Medroxyprogesterone acetate (MPA), also known as depot medroxyprogesterone acetate (DMPA) in injectable form and sold under the brand name Depo-Provera among others, is a hormonal medication of the progestin type.[10][4] It is used as a method of birth control and as a part of menopausal hormone therapy.[10][4] It is also used to treat endometriosis, abnormal uterine bleeding, paraphilia, and certain types of cancer.[10] The medication is available both alone and in combination with an estrogen.[11][12] It is taken by mouth, used under the tongue, or by injection into a muscle or fat.[10]

Common side effects include menstrual disturbances such as absence of periods, abdominal pain, and headaches.[10] More serious side effects include bone loss, blood clots, allergic reactions, and liver problems.[10] Use is not recommended during pregnancy as it may harm the baby.[10] MPA is an artificial progestogen, and as such activates the progesterone receptor, the biological target of progesterone.[4] It also has androgenic activity and weak glucocorticoid activity. Due to its progestogenic activity, MPA decreases the body's release of gonadotropins and can suppress sex hormone levels.[13] It works as a form of birth control by preventing ovulation.[10]

MPA was discovered in 1956 and was introduced for medical use in the United States in 1959.[14][15][10] It is on the World Health Organization's List of Essential Medicines.[16] MPA is the most widely used progestin in menopausal hormone therapy and in progestogen-only birth control.[17][18] DMPA is approved for use as a form of long-acting birth control in more than 100 countries.[19][20] In 2021, it was the 238th most commonly prescribed medication in the United States, with more than 1 million prescriptions.[21][22]

Medical usesedit

The most common use of MPA is in the form of DMPA as a long-acting progestogen-only injectable contraceptive to prevent pregnancy in women. It is an extremely effective contraceptive when used with relatively high doses to prevent ovulation.

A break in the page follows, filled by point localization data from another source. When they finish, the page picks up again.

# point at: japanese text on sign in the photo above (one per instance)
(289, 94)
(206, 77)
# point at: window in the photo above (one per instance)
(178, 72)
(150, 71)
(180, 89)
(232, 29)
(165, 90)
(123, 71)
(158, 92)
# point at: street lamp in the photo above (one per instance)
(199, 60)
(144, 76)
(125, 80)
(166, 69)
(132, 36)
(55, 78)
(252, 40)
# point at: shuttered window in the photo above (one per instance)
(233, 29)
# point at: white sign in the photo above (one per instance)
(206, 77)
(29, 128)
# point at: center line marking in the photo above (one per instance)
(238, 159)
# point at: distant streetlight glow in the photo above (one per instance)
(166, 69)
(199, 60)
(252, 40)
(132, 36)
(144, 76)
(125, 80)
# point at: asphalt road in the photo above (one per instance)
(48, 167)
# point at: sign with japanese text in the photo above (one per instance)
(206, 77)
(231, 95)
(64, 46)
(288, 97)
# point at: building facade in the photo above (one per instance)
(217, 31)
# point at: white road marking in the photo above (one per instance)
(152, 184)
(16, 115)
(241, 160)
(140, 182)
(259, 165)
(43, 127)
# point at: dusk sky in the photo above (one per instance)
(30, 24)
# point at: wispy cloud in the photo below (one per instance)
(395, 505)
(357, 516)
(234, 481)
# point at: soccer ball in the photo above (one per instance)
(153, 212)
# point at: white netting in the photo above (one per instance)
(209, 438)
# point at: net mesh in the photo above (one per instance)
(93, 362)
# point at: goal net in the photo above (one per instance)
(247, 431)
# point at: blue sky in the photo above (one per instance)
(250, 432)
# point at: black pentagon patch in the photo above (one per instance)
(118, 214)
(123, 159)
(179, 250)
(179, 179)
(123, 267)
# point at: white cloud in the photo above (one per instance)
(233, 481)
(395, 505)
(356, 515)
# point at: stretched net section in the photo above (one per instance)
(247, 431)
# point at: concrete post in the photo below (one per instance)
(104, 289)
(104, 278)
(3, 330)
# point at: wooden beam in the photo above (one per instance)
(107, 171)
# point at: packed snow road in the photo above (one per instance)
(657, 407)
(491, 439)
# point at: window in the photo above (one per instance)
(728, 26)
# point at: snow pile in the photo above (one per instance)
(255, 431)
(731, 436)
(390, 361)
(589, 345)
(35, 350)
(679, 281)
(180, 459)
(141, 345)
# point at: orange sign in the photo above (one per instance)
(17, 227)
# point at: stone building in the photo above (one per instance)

MPA is also used in combination with an estrogen in menopausal hormone therapy in postmenopausal women to treat and prevent menopausal symptoms such as hot flashes, vaginal atrophy, and osteoporosis.[4] It is used in menopausal hormone therapy specifically to prevent endometrial hyperplasia and cancer that would otherwise be induced by prolonged unopposed estrogen therapy in women with intact uteruses.[4][23] In addition to contraception and menopausal hormone therapy, MPA is used in the treatment of gynecological and menstrual disorders such as dysmenorrhea, amenorrhea, and endometriosis.[24] Along with other progestins, MPA was developed to allow for oral progestogen therapy, as progesterone (the progestogen hormone made by the human body) could not be taken orally for many decades before the process of micronization was developed and became feasible in terms of pharmaceutical manufacturing.[25]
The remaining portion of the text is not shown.